Predictive Sample Assignment for Semantically Coherent Out-of-Distribution Detection

Introduction and Problem Setting

Semantically Coherent Out-of-Distribution (SCOOD) Detection reframes standard OOD detection by assuming access to labeled in-distribution (ID) data and mixed unlabeled data (containing both ID and OOD samples) during training, reflecting more realistic deployment scenarios where outlier exposure data is noisy and semantically entangled with the source distribution. Existing methods in SCOOD predominantly rely on clustering-based In-Distribution Filtering (IDF), which splits unlabeled data into presumed ID and OOD subsets. Those strategies, however, inject substantial noise into training streams, degrading ID/OOD representational separation and hurting detection efficacy.

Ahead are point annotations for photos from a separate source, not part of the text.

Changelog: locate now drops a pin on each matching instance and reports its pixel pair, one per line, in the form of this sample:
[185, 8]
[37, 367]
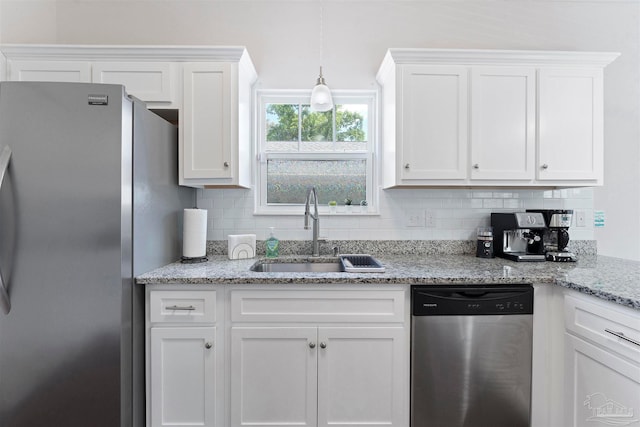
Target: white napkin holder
[241, 246]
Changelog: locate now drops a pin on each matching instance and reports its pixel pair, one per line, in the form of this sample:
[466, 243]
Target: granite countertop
[612, 279]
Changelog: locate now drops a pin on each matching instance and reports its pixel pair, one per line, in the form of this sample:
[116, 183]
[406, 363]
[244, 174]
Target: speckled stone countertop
[608, 278]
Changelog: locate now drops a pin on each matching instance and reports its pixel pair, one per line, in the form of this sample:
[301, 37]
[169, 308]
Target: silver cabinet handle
[181, 308]
[622, 336]
[5, 158]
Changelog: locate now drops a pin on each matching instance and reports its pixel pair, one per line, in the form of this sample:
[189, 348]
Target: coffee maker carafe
[519, 236]
[556, 237]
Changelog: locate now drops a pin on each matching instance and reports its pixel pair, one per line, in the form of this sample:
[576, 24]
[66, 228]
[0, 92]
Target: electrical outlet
[430, 218]
[415, 218]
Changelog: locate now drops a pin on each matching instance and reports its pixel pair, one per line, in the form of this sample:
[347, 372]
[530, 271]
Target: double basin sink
[344, 263]
[297, 267]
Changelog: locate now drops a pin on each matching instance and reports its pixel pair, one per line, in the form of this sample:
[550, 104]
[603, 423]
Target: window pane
[352, 122]
[288, 181]
[282, 122]
[317, 130]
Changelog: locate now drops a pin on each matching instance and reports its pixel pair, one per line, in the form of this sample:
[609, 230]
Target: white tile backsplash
[457, 214]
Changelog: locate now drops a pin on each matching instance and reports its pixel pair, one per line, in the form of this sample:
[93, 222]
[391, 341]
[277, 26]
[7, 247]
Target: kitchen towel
[241, 246]
[194, 242]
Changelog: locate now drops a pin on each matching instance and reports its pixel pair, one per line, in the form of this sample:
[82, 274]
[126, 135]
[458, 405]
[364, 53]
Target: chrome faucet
[315, 217]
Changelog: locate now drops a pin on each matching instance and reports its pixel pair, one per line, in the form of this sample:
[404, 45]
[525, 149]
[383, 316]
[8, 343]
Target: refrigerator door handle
[5, 158]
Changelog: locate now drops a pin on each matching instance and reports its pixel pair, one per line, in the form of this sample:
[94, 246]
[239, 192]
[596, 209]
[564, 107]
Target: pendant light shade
[321, 99]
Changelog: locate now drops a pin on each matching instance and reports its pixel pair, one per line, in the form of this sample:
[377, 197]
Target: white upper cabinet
[210, 86]
[571, 131]
[492, 118]
[149, 81]
[49, 71]
[434, 116]
[502, 123]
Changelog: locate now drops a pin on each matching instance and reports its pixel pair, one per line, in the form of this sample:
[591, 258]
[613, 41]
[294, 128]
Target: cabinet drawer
[182, 306]
[604, 325]
[317, 306]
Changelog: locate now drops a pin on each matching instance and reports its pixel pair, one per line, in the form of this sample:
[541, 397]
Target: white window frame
[264, 97]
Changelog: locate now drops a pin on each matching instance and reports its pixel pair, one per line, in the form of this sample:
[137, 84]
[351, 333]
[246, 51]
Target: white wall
[283, 39]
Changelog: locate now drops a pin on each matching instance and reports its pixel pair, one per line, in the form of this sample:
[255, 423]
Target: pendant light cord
[321, 33]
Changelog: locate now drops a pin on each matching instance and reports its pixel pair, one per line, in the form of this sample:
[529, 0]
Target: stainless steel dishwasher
[471, 351]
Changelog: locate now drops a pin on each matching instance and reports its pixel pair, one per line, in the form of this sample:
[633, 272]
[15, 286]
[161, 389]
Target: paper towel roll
[194, 242]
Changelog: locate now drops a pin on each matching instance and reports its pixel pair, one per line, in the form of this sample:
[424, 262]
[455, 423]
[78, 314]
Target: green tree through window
[284, 120]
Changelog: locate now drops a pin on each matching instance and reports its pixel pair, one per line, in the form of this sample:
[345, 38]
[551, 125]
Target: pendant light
[321, 99]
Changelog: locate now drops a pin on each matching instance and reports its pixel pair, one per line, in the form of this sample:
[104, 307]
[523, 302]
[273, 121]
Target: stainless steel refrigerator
[89, 200]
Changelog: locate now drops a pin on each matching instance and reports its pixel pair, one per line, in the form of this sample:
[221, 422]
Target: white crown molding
[500, 57]
[124, 52]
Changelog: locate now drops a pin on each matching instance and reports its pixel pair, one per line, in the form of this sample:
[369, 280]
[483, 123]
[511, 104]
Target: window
[299, 149]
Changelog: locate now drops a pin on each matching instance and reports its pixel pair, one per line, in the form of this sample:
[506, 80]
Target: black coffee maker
[519, 236]
[556, 236]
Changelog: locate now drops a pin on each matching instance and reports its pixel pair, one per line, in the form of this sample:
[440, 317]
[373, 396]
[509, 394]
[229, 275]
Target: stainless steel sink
[297, 267]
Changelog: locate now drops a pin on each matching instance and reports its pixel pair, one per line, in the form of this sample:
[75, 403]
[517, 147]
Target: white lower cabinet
[183, 376]
[273, 376]
[308, 376]
[184, 366]
[360, 376]
[602, 370]
[277, 356]
[602, 388]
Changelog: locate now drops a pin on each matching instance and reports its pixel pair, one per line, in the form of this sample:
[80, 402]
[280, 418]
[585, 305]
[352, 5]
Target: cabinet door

This work proposes a concise framework, Predictive Sample Assignment (PSA), exploiting dual-threshold ternary assignment based on predictive energy scores to minimize noise and promote semantic discrimination. PSA excludes unconfident samples from learning, enhances representational distance using a concept contrastive loss, and adopts a staged retraining protocol for full exploitation of selected samples.

Methodology

Limitations of Clustering-Based In-Distribution Filtering

Clustering-based IDF algorithms, which assign unlabeled data to auxiliary ID or OOD pools, suffer from imprecise sample splitting especially during early training phases because of poor feature separability. This leads to persistent noise accumulation in the ID pool and corresponding performance degradation, both for representation learning and subsequent filtering rounds.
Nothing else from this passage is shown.